The Estonian branch did not have financial data on the specific customer, and the customer had filed false financial accounts with the UK Companies House.

The Bank knowingly continued to deal with a company that had committed a crime.

After the whistleblower had brought up within the branch the question of false financial accounts, “[a]n employee of the bank cooperated with the company to fix the ‘error’,” whereby new financial accounts had been filed, which were equally false.

The customer remained with the branch, and “[t]he bank continued dealing with the company even after it had committed another crime by submitting amended false accounts.”

In September 2013, it was decided to close all accounts held by the customer in question as well as by “other members of the influence group.” This was decided as a result of suspicious payments, insufficient knowledge of beneficial owners (according to the whistleblower, “apparently it was discovered that they included the Putin family and the FSB,” that is the Russian Federal Security Service), and also due to the beneficial owners having “been involved with several Russian banks that had been closed down in recent years.”

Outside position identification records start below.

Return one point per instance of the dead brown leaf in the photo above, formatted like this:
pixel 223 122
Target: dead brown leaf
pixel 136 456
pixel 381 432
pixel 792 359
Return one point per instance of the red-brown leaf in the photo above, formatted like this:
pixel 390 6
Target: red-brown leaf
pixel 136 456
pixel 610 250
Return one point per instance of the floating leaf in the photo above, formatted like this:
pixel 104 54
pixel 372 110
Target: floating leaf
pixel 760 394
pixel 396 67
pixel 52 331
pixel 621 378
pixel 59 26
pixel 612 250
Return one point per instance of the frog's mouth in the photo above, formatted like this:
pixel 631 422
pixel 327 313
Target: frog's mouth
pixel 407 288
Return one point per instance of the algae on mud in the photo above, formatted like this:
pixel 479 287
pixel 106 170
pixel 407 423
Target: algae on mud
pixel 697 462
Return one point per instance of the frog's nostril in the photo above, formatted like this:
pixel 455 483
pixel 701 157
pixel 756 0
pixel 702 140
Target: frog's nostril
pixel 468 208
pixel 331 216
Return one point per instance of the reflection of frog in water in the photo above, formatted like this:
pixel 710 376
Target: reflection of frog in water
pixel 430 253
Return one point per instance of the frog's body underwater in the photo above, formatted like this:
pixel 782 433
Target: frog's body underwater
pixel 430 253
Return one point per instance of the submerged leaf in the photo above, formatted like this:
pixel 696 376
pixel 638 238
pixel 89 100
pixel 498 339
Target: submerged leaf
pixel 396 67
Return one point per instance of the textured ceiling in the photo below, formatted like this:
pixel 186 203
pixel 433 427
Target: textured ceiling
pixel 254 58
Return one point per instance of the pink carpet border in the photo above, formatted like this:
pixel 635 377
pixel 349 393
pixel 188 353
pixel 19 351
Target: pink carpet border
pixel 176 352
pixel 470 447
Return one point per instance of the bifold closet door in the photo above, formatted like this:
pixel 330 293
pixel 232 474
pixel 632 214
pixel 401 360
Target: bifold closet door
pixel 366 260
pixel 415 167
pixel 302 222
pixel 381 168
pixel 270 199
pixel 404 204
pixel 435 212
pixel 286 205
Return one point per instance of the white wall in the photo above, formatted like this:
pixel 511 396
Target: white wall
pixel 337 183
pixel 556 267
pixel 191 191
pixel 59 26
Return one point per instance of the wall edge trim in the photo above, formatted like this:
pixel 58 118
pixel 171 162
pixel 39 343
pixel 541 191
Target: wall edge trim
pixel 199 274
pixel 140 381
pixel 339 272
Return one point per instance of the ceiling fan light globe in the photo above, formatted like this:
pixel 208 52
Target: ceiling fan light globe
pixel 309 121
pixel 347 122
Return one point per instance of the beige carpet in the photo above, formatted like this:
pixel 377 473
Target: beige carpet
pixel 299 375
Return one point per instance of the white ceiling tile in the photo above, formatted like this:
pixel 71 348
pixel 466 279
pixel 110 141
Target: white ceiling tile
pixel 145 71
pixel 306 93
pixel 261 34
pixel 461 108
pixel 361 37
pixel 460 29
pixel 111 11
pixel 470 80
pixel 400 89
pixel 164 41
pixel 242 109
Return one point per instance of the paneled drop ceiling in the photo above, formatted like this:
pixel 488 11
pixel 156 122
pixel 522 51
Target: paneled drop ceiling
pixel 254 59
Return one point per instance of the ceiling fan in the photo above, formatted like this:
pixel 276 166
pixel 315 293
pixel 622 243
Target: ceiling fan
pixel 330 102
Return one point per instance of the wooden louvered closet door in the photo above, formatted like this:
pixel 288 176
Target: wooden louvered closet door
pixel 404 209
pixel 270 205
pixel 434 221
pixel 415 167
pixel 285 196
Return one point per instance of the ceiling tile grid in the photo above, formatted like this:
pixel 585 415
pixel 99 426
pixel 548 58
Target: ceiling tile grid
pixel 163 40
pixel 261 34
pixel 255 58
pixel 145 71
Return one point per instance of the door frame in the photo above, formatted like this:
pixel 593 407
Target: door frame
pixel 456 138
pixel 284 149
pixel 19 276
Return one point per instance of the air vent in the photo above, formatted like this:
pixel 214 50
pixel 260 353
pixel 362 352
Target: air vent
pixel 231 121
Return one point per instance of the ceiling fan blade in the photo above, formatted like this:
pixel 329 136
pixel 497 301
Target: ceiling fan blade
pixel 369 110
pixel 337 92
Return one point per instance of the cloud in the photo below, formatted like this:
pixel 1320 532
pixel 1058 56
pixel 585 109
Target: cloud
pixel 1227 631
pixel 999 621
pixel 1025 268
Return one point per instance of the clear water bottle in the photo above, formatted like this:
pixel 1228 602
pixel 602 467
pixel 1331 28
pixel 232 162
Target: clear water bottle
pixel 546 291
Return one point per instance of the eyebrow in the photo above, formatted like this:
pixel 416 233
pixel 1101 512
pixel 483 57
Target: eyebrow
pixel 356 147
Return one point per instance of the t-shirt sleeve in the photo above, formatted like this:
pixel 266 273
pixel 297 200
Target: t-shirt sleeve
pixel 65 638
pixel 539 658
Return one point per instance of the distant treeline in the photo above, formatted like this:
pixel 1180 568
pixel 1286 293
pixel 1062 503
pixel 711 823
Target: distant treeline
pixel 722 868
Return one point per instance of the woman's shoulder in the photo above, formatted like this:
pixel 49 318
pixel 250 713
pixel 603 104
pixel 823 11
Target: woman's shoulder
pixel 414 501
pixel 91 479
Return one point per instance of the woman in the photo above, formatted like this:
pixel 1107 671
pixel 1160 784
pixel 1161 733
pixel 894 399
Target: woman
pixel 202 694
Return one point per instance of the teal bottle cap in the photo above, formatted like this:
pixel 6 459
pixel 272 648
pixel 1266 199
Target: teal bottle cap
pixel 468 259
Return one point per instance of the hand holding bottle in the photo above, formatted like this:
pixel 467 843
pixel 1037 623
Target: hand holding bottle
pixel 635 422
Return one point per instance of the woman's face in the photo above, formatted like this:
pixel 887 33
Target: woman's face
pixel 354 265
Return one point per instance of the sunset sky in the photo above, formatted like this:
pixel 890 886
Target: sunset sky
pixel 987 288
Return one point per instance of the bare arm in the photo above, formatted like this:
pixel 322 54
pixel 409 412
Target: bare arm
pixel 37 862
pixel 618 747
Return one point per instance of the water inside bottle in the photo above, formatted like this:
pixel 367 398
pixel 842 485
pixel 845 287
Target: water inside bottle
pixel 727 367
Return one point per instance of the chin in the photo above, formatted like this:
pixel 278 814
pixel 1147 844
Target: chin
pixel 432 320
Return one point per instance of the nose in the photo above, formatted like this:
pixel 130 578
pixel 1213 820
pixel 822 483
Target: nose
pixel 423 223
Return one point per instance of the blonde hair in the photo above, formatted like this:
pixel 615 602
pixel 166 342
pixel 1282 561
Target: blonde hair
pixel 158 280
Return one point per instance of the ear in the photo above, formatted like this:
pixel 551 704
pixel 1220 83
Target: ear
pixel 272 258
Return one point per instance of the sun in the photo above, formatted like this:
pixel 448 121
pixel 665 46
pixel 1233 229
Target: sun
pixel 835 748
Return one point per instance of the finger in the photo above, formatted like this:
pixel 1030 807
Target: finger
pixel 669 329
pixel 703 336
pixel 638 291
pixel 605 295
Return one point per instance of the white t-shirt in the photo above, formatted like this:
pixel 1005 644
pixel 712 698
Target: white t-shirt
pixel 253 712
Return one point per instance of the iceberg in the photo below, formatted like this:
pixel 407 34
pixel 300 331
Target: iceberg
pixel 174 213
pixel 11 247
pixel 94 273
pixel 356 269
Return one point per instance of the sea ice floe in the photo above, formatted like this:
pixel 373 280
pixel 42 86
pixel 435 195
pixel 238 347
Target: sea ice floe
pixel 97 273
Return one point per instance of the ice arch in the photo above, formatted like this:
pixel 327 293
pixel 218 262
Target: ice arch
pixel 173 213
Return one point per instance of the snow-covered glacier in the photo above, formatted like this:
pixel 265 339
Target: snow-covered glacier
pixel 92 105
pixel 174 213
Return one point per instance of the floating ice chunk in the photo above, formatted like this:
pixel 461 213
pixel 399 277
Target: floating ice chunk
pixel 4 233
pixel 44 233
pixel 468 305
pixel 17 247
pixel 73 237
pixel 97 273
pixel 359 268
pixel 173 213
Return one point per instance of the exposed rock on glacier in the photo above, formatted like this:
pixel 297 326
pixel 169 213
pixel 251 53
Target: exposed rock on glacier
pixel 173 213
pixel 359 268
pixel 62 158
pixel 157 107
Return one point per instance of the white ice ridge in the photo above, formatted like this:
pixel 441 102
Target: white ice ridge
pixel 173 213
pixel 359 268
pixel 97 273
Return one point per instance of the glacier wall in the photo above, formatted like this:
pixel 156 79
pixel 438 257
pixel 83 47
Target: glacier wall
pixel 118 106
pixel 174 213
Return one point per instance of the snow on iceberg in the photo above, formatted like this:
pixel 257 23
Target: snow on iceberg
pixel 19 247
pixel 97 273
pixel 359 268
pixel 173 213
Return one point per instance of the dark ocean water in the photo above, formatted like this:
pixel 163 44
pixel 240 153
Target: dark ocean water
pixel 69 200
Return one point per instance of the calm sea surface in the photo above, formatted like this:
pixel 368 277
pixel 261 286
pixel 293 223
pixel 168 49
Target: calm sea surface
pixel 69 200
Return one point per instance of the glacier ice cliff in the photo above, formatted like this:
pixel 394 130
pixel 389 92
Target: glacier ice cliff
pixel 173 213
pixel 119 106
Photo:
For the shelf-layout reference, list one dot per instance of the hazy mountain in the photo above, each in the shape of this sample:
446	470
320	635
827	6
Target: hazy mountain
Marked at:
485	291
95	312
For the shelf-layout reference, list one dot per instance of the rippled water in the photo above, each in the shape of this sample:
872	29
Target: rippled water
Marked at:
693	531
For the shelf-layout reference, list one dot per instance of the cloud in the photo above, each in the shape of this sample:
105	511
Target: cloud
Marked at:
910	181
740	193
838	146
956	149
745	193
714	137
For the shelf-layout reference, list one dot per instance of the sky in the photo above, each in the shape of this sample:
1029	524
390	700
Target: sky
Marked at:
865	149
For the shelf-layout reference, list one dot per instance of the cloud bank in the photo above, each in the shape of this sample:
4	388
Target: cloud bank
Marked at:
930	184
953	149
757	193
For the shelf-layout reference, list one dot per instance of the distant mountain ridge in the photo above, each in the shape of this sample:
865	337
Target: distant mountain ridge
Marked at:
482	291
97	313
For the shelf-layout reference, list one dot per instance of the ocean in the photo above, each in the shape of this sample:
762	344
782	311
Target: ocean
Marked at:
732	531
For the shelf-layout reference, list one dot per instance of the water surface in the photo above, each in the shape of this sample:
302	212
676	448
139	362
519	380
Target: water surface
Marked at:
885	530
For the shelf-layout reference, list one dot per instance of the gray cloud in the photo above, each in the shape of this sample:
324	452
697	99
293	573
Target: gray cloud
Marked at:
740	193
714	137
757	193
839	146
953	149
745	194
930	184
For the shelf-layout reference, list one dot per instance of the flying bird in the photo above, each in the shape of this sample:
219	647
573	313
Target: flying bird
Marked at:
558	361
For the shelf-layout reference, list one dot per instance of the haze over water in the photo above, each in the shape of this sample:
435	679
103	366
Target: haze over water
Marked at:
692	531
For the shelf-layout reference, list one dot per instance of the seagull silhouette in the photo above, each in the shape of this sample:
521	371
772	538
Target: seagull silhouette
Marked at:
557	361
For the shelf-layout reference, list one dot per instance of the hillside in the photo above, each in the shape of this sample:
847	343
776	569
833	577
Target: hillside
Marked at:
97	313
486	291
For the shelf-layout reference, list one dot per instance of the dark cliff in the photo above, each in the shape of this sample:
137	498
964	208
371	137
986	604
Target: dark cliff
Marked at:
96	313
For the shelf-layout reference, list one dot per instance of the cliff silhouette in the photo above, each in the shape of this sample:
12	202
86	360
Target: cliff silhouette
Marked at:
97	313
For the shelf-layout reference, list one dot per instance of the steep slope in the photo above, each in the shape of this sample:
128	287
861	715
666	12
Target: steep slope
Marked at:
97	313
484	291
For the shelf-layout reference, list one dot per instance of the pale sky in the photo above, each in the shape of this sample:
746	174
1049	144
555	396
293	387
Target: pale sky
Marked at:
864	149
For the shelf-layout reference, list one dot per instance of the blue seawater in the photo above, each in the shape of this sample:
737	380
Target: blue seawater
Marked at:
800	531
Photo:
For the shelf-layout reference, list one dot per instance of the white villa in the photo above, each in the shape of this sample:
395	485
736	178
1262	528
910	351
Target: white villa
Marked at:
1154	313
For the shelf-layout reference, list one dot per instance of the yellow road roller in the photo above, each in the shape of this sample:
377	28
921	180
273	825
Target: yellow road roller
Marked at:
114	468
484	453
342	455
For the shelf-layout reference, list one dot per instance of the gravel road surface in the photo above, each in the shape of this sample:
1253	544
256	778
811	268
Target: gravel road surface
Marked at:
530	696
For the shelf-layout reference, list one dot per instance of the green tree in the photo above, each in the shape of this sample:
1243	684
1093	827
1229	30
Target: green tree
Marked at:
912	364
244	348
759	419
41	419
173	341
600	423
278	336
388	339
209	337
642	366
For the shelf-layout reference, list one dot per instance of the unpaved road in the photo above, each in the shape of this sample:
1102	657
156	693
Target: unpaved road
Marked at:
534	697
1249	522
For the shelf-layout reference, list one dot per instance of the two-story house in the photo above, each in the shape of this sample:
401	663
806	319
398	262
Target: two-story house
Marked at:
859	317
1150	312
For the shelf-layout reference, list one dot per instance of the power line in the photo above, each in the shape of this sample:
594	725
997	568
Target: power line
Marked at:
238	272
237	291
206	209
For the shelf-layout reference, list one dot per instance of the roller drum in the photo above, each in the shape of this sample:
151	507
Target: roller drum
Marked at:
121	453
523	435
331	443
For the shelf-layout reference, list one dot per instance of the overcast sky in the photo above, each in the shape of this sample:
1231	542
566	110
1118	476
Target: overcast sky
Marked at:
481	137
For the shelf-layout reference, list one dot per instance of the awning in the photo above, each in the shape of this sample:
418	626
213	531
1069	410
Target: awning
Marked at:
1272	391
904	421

In conclusion, the whistleblower shared their views on “what looks wrong here,” stating that “[t]his should all be seen in the context of the high-risk nature of the international business in Estonia (that is supposed to be well-recognised and addressed by local management), that UK LLPs [Limited Liability Partnerships] are the preferred vehicle for non-resident clients (so should be well understood) and that the control environment is supposed to be ‘comprehensive’.”